Eks Penasihat KPK: Tambang RI Dikuasai Oligarki dan Asing

Bekasi, Rasilnews – Mantan Penasihat Komisi Pemberantasan Korupsi (KPK), Abdullah Hehamahua menyebut tambang di Indonesia dikuasai oligarki. Hal ini membuat penduduk asli daerah lokasi tambang tersebut tidak menikmati hasilnya.

Abdullah mengatakan, salah satu sebab adanya mafia tambang di negeri ini dikarenakan pemerintah memberikan karpet merah bagi pekerja asing. Kemudian karena adanya praktik korupsi dalam pengelolaan tambang tersebut.
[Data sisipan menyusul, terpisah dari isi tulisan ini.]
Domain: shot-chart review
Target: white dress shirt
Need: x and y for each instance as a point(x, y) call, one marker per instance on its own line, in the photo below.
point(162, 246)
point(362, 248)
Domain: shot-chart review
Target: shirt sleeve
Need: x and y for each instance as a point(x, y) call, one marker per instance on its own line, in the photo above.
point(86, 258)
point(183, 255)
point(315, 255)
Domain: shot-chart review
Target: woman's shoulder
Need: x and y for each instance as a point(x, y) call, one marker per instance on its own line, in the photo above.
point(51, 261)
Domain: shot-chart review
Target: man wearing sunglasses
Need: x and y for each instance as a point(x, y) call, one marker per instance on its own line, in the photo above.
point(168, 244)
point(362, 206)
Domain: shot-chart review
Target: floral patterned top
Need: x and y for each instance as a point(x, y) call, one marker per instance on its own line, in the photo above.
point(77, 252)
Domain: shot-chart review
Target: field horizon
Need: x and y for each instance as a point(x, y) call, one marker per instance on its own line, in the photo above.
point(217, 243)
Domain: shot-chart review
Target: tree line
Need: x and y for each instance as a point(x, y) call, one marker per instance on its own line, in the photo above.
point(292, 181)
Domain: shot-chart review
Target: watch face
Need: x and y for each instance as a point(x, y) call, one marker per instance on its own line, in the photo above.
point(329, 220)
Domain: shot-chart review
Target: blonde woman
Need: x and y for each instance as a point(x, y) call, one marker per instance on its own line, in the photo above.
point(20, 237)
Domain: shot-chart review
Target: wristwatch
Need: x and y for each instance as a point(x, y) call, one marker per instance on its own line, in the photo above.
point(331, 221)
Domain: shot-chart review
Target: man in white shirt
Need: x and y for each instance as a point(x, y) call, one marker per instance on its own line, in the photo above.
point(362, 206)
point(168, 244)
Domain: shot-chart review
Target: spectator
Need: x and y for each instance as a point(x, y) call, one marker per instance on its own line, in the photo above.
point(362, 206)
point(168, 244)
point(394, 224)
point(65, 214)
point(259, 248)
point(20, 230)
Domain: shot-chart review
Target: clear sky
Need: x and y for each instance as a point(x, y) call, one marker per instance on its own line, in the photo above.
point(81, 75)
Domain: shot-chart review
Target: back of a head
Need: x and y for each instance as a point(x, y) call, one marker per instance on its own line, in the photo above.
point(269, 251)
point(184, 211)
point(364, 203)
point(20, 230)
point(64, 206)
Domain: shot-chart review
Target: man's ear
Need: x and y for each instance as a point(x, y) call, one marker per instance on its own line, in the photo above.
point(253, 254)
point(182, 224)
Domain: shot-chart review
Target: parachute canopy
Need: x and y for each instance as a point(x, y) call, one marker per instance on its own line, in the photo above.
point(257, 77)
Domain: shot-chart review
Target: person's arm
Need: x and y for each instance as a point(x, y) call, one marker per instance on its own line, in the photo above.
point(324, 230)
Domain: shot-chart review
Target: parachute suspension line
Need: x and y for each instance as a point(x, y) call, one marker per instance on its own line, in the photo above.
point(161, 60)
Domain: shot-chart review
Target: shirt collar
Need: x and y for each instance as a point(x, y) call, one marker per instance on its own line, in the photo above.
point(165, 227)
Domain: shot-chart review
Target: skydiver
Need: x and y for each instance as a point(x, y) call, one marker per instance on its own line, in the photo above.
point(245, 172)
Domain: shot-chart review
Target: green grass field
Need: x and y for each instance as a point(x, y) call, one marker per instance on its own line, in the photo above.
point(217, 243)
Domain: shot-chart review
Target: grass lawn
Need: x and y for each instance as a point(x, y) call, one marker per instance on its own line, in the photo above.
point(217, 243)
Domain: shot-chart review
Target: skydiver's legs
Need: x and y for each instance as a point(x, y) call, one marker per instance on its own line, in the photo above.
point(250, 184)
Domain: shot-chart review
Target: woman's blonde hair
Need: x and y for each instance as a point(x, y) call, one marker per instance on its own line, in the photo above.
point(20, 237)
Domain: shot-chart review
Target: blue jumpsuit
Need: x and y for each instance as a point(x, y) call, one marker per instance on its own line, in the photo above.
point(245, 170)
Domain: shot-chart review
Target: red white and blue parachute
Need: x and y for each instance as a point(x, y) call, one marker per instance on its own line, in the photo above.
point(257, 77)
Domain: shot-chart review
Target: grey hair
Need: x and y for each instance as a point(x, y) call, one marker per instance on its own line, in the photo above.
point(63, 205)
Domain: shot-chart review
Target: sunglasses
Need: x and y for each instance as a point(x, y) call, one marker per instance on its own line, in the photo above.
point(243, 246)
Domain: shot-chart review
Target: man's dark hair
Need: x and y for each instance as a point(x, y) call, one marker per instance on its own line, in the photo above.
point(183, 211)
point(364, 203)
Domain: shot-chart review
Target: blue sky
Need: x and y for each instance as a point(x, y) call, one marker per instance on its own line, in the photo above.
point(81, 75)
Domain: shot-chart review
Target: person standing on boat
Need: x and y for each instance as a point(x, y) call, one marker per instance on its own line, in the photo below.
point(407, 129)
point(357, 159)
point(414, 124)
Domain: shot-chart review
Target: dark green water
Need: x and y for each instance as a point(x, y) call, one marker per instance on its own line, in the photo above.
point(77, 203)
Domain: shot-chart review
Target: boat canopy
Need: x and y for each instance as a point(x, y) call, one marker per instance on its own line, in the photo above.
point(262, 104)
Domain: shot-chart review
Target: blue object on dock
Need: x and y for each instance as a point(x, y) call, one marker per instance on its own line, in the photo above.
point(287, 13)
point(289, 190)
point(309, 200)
“Bagaimana pemerintah memberikan karpet merah pada tenaga asing masuk sehingga penduduk asli menganggur, tidak ada pekerjaan. Tambang-tambang itu seharusnya sudah kembali menjadi milik negara tapi karena adanya korupsi sehingga dikuasai oleh oligarki tertentu,” ujar Abdullah dalam wawancara Topik Berita Radio Silaturahim AM 720Khz, Bekasi pada Jumat (2/12) pagi.

Sebelumnya, Menteri Koordinator Bidang Politik, Hukum dan Keamanan (Menko Polhukam) Mahfud MD menyebut korupsi yang terjadi di sektor pertambangan sangat banyak jumlahnya.

“Korupsi sektor pertambangan memang luar biasa,” dikutip dari cuitan akun Twitter Mahfud MD, Selasa (8/11).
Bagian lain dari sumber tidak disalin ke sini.